Think of eye coordinates as "what the camera sees". This is what the eye coordinate space looks like, it is the camera multiplied by the view matrix.
The Projection Transformation
OpenGL multiplies eye coordinates by the projection matrix to produce clip coordinates. The projection matrix defines the size and shape of the view volume, and therefore determines the portion of eye coordinates that will be visible or invisible.
Typically applications create a perspecive projection or a parallel projection. The proper name a parallel projection is orthographic projection
Here is an example of looking at two objects from the exact same position with the exact same orientation. The only difference is one is looking with perspective, the other is looking orthographic:
This is how the respective cameras see the world:
OpenGL clips primitives that lie outside the view volume in clip coordinate space. A clip coordinate vertex is within the viw volume if it's x, y and z values are all within the -w to w space.
Wow that makes no sense! Don't worry, this is one of those things OpenGL does automatically for you! You will never have to concern yourself with the implementation of this step.
You will configure clip coordinates using the
Basically, OpenGL ignores any geometry outside the view volume, (se the green sphere in the above picture)
OpenGL divides clip coordinate (x, y and z) values by the clip-coordinate w value to produce noramlized device coordinates (NDC). As with clipping, OpenGL will do this automatically for you (provided you have a projection matrix in place). If you have an orthographics projection matrix, nothing really happens here.
For perspective projections, the perspective division step effectivley shrinks distant geometry and expands near geometry.
Remember, NDC space goes from -1 to +1 on all axis.
Normalized Device Coordinates
In normalized device coordinate space all vertex values lie withing the -1 to +1 range.
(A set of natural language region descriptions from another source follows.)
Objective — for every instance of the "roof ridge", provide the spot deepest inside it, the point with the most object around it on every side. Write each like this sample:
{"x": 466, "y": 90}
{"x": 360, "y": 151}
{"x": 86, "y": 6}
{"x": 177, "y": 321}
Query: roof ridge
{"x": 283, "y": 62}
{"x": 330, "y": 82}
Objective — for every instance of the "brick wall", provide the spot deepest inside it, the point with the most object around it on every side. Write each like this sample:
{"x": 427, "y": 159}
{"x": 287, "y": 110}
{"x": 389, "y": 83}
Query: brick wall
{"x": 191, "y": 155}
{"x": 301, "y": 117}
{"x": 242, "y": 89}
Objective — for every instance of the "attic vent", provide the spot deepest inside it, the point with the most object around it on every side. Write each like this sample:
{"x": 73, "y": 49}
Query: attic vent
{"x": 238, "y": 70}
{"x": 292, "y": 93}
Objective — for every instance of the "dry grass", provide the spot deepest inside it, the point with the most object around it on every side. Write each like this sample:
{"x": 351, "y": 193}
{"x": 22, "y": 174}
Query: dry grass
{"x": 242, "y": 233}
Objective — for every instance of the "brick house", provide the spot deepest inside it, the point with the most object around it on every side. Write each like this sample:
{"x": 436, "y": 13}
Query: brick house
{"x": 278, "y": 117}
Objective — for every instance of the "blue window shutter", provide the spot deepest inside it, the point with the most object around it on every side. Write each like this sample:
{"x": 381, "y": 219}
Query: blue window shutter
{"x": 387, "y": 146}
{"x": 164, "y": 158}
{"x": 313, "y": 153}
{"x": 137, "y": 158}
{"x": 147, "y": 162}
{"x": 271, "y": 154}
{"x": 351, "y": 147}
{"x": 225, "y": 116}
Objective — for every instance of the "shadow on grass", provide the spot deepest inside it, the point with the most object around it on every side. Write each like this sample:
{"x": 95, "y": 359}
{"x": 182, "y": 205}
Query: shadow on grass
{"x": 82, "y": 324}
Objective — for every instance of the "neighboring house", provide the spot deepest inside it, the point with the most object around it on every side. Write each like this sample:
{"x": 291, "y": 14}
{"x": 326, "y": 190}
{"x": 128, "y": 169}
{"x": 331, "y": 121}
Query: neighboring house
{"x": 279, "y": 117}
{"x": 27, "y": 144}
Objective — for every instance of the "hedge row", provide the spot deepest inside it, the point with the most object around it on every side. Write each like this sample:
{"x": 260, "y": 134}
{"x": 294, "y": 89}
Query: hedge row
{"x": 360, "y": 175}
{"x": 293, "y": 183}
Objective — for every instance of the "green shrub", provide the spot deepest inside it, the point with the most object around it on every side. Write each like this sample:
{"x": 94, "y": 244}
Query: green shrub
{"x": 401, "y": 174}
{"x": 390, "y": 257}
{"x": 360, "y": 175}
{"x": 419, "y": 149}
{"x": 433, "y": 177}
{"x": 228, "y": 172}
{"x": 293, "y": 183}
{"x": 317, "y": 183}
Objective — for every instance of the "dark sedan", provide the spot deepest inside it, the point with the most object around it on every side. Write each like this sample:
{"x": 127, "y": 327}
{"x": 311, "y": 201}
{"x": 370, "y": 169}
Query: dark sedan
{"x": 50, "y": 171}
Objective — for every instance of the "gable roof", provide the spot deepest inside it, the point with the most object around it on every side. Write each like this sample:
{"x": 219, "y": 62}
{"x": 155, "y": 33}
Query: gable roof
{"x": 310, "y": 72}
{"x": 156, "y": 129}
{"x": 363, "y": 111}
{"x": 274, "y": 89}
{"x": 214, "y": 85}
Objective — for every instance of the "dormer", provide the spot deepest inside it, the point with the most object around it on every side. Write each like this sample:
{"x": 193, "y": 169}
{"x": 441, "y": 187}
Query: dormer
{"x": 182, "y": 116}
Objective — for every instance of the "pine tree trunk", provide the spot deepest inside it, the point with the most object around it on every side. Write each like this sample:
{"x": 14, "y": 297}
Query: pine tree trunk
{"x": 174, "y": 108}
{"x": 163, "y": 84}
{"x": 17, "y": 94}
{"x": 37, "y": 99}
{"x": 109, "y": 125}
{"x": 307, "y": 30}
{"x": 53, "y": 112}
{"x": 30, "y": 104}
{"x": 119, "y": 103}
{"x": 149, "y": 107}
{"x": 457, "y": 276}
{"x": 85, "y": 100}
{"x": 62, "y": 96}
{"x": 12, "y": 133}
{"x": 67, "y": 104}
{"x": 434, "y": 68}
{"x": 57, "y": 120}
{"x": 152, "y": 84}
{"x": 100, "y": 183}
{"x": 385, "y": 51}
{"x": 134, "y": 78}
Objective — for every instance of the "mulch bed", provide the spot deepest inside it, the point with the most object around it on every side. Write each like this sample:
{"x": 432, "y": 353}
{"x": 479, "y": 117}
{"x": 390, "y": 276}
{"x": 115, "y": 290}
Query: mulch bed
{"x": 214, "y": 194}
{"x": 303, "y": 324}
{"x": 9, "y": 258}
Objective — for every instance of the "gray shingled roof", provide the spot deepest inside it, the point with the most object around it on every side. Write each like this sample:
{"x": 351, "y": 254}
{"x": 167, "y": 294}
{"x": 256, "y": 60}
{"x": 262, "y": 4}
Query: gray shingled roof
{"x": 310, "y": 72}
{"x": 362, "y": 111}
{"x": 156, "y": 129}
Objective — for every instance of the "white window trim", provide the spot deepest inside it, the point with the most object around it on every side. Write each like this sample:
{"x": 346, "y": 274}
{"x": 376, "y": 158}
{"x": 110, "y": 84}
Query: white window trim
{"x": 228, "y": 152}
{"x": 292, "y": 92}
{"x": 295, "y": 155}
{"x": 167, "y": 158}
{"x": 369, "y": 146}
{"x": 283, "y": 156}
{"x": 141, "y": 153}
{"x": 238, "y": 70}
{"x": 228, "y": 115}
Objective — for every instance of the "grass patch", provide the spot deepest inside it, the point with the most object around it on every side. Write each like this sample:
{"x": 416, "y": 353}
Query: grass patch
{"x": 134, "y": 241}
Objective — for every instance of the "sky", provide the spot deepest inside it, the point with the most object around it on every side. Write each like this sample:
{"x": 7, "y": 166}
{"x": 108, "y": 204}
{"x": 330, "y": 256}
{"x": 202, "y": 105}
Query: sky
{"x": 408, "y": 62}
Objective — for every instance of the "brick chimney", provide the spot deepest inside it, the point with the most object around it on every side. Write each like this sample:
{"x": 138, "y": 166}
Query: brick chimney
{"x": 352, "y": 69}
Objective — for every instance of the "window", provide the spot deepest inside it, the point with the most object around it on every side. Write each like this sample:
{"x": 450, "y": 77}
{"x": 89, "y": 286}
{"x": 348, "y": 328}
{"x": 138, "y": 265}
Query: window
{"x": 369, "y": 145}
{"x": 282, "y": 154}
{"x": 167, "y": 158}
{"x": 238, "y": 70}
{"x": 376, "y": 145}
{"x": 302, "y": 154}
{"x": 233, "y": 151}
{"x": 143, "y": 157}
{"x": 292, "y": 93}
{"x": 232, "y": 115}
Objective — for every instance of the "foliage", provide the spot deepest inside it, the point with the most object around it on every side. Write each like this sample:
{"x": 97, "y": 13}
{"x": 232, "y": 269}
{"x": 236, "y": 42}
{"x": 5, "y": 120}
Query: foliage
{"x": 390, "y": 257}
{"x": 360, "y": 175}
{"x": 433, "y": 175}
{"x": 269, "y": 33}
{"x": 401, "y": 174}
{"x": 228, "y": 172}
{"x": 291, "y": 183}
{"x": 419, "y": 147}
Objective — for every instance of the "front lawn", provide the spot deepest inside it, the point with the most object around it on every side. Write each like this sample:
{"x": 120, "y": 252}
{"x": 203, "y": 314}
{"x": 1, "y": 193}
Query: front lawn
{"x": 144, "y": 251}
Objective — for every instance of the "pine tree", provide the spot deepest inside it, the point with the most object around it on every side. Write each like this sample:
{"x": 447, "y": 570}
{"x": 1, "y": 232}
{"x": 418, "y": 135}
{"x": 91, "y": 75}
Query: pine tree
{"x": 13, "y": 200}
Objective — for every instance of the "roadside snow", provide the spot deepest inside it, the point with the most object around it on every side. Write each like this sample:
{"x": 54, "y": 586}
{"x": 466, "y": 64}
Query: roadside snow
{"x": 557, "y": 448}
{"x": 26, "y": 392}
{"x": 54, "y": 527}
In previous coordinate systems, they could have been anywhere!
OpenGL performs no calulations in NDC space, it's simply a coordinate system that exists between the perspective division and the viewport transformation to window coordinates.
The Viewport Transform
The viewport transformation is the final stage of the transformation pipeline. It's a scale and translation that maps the -1 to +1 NDC cube into X / Y window coordinates. Technically this stage also modifies the Z value to be within an acceptable range of the Z-Buffer, which we will talk about later.
Again, this happens automatically, you have some control using the
GL.Viewport function, which we will discuss later.
Window coordinates have their x, y origin in the bottom-left corner of the window. Window z values extend the Z-Buffer.
Programmers often make the mistake of assuming that window coordinates are integers (because hey, a window is rendered as pixels). This is not the case. OpenGL window coordinates are actualy floating point values, vertices can exist in sub-pixel locations. This is essential for correct rastirezation and effective anti-aliasing.
This is the part of the pipeline where a picture is finally rendered to your window, we are now done with the pipeline.